On n’avait jamais sans doute filmé la danse classique sous le prisme du racisme institutionnel. Dans Neneh Superstar, le réalisateur Ramzi Ben Sliman choisit de s’y attaquer à travers un regard d’enfant, Neneh, jeune fille de 12 ans issue d’un quartier populaire et qui, de la technique à la passion, a tout pour intégrer l’école de ballet de l’Opéra de Paris – tout sauf la bonne couleur de peau. Elle réussit son audition non sans accroc, car les débats sont houleux au sein de l’équipe de l’Opéra : certains professeurs se demandent si ce corps noir ne viendrait pas faire tache sur scène, abîmer la ligne homogène de corps blancs.

Après cette scène cruelle et plutôt bien sentie dans sa manière de ne pas y aller de main morte, Neneh Superstar semble penser que pour démasquer la xénophobie d’une discipline élitaire, il faut pousser les curseurs au maximum – au risque de raccourcis et de caricatures. Le réalisateur saisit un racisme institutionnel qui s’assume et s’affirme haut et fort, alors qu’il est bien plus insidieux et larvé.

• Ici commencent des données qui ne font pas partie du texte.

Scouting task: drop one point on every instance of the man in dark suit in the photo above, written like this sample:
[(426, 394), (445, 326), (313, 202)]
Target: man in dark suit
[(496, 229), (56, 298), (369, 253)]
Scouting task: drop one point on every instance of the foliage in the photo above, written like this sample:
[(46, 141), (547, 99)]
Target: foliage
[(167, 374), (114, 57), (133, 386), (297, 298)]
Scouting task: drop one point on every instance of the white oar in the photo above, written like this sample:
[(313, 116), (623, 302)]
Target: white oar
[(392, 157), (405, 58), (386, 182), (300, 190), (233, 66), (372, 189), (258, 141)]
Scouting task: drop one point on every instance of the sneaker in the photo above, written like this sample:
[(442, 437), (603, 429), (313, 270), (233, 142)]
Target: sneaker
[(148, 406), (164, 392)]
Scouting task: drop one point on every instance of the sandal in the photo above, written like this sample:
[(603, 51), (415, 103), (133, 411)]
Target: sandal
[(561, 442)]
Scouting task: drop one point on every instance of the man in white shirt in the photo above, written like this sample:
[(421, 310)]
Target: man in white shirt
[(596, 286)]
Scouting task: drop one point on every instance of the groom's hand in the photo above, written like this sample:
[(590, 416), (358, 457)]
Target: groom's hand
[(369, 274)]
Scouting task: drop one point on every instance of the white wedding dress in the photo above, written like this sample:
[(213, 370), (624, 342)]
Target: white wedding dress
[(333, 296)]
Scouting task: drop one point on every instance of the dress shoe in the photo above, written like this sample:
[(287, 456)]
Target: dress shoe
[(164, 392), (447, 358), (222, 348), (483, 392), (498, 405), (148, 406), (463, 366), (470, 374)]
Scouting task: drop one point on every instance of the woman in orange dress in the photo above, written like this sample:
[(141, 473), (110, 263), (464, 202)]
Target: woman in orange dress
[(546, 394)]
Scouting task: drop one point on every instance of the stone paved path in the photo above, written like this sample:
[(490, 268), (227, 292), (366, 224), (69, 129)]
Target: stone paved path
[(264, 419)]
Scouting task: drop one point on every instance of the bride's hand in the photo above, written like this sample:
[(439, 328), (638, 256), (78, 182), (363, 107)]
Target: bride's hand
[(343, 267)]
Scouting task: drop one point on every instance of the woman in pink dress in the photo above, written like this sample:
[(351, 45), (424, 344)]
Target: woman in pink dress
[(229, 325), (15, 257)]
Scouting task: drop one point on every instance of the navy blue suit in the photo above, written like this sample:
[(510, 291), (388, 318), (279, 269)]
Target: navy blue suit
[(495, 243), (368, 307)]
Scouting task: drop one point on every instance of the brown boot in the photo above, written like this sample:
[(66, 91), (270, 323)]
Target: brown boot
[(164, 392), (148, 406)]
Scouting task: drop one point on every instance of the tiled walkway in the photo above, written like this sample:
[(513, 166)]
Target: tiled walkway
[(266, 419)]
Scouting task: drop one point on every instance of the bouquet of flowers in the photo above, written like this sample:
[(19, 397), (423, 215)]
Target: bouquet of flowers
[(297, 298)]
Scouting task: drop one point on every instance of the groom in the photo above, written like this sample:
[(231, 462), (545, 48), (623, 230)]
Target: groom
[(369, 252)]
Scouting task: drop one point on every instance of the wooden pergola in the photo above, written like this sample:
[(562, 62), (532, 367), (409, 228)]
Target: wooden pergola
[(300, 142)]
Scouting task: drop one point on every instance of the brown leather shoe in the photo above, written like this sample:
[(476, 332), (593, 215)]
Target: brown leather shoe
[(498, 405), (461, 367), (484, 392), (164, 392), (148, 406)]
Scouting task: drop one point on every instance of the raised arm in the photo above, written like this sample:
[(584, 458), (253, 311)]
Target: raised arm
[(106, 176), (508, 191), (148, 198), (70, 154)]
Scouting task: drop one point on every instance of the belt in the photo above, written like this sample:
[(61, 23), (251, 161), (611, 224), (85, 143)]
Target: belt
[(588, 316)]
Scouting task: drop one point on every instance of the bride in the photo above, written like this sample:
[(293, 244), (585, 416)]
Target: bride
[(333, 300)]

En face, Neneh est filmée comme un corps explosif, indiscipliné, aux manières et au langage familiers qui détonnent dans un milieu dépeint comme ennuyeux et corseté – c’est là encore, reprendre un cliché sur ce que serait une jeune fille de banlieue, incapable d’intérioriser les normes du milieu qu’elle prétend vouloir intégrer.

Outrance des contrastes

Le film aborde un sujet délicat et passionnant, mais préfère l’outrance des contrastes à la finesse scénaristique. En témoigne également le personnage joué par Maïwenn, une professeure qui a renié ses origines, mais là encore en sortant les gros sabots. Enfin, on aimerait mettre de côté un détail tant il semble extra-cinématographique mais qui ne cesse de gêner notre appréciation : le rôle de Neneh est confié à Oumy Bruni Garrel, fille des acteurs et cinéastes Valeria Bruni Tedeschi et Louis Garrel.

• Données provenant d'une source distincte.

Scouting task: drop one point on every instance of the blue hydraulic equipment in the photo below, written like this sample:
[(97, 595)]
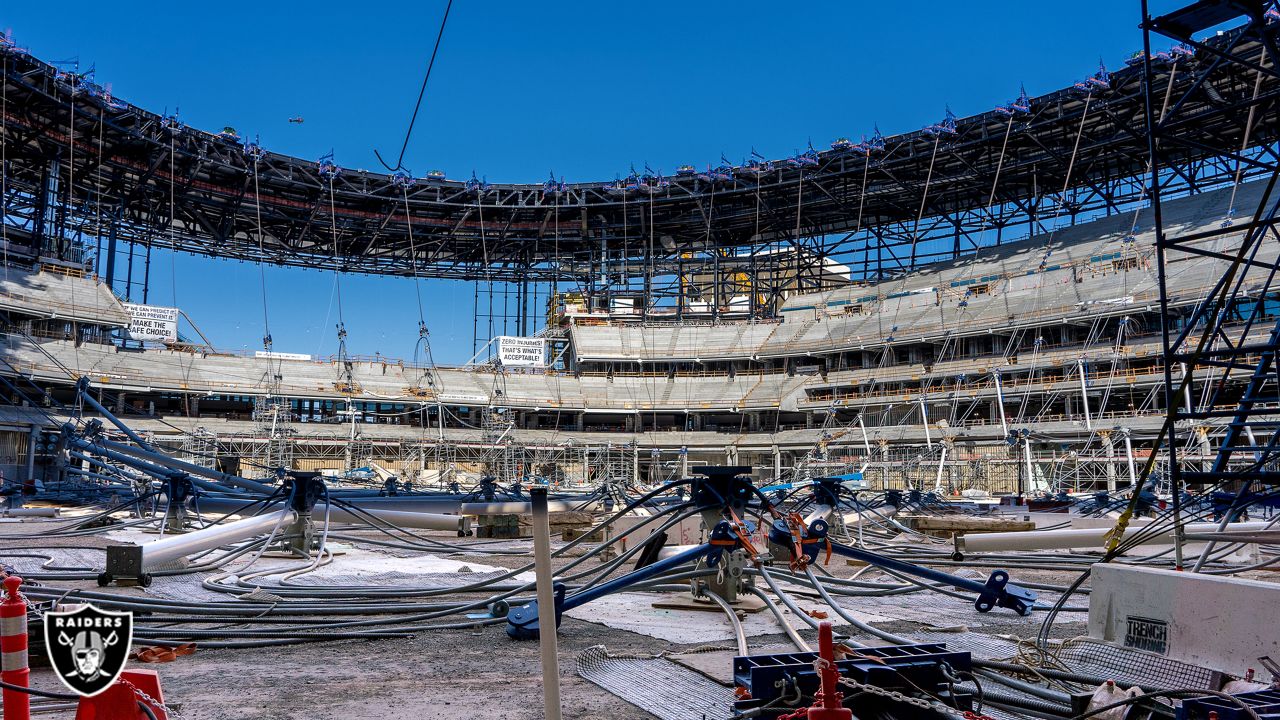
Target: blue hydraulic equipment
[(924, 671), (1264, 703), (522, 621), (996, 592)]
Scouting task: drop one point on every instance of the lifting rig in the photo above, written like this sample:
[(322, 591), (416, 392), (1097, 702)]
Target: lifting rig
[(723, 496)]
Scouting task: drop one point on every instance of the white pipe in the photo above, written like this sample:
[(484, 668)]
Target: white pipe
[(1078, 538), (1084, 396), (179, 546), (547, 629), (401, 518), (937, 482), (1111, 465), (924, 418), (1128, 451), (1031, 472), (819, 511), (519, 507), (1187, 388), (867, 443), (32, 513), (1000, 401)]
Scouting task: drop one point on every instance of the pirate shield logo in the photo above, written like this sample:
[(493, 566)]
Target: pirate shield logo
[(87, 647)]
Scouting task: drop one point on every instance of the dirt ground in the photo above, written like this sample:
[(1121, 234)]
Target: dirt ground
[(442, 674)]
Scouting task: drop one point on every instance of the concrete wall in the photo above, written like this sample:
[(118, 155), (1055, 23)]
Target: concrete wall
[(1216, 621)]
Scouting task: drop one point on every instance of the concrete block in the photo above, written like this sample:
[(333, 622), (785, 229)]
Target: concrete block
[(1215, 621)]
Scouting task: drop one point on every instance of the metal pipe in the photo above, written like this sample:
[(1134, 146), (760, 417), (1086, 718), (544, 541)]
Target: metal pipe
[(547, 636), (942, 461), (1079, 538), (32, 513), (1000, 401), (1128, 451), (924, 420), (179, 546), (739, 633), (1084, 395), (82, 386), (1031, 469), (402, 518), (188, 468)]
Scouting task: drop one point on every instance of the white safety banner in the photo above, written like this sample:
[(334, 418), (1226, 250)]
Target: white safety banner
[(522, 351), (152, 323), (280, 355)]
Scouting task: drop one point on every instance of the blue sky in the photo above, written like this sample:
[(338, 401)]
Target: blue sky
[(522, 89)]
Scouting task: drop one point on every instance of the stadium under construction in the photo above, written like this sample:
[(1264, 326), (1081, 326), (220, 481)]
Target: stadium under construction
[(976, 420)]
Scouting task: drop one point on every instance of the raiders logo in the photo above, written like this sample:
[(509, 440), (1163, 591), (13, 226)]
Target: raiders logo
[(87, 647)]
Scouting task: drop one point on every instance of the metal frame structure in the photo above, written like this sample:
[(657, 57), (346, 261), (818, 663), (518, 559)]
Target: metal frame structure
[(86, 168), (1220, 333)]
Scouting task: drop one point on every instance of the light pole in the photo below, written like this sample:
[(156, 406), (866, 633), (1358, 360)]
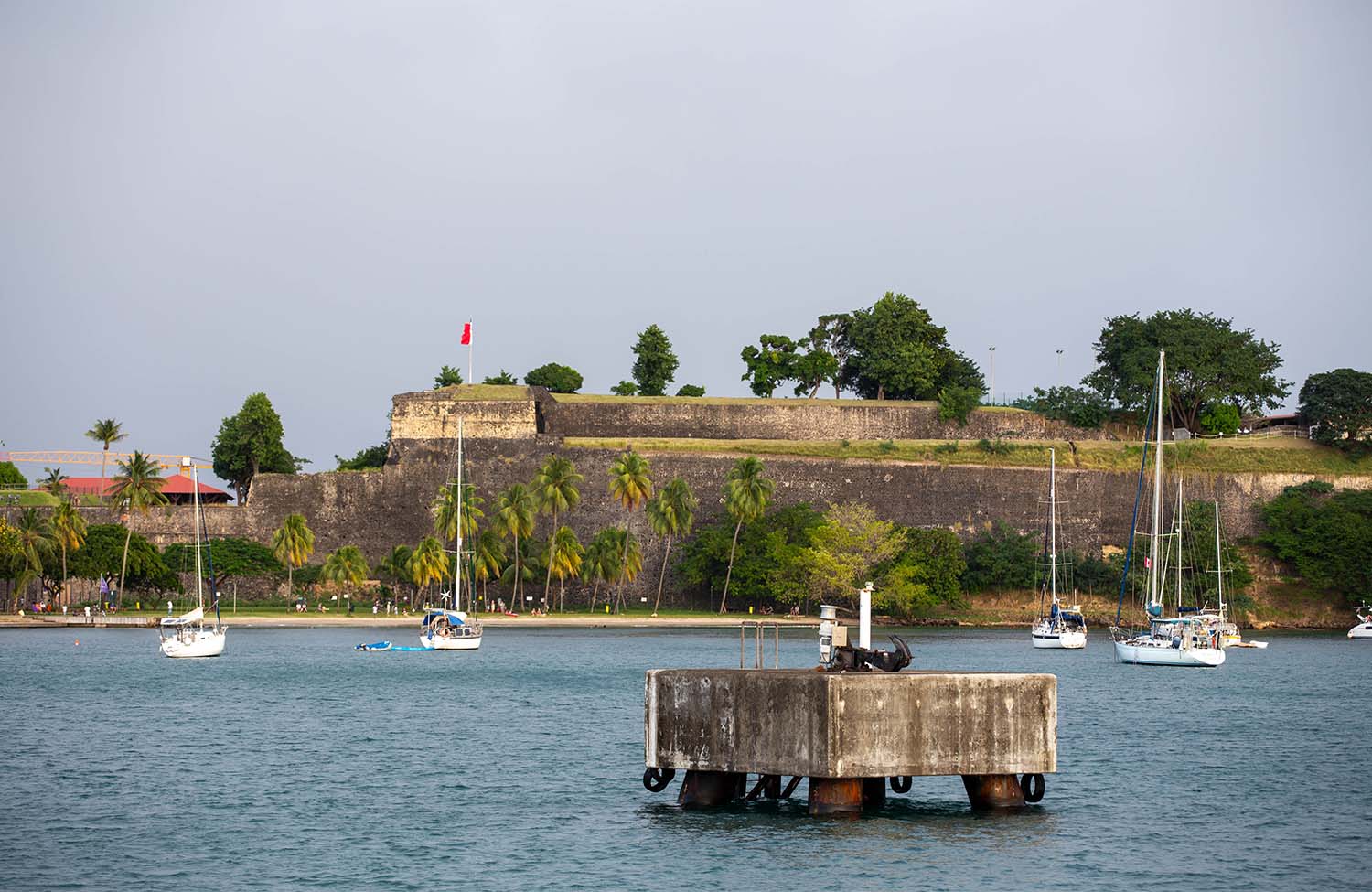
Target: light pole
[(992, 351)]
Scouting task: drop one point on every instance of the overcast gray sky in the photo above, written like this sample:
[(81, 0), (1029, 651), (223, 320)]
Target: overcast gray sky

Dans le dossier de presse, le réalisateur justifie ce choix en expliquant qu’il lui fallait trouver une jeune actrice qui sache danser et jouer et qu’Oumy Bruni Garrel était la seule à réunir ces deux conditions. Il y a là comme un angle mort (celui de la reproduction sociale, du capital culturel, de la question raciale qu’on pense pouvoir saisir en dehors d’une lecture de classe), un déni qui vient contredire le message politique que le film tente de délivrer.

Film français de Ramzi Ben Sliman. Avec Oumy Bruni Garrel, Maïwenn, Aïssa Maïga (1 h 35).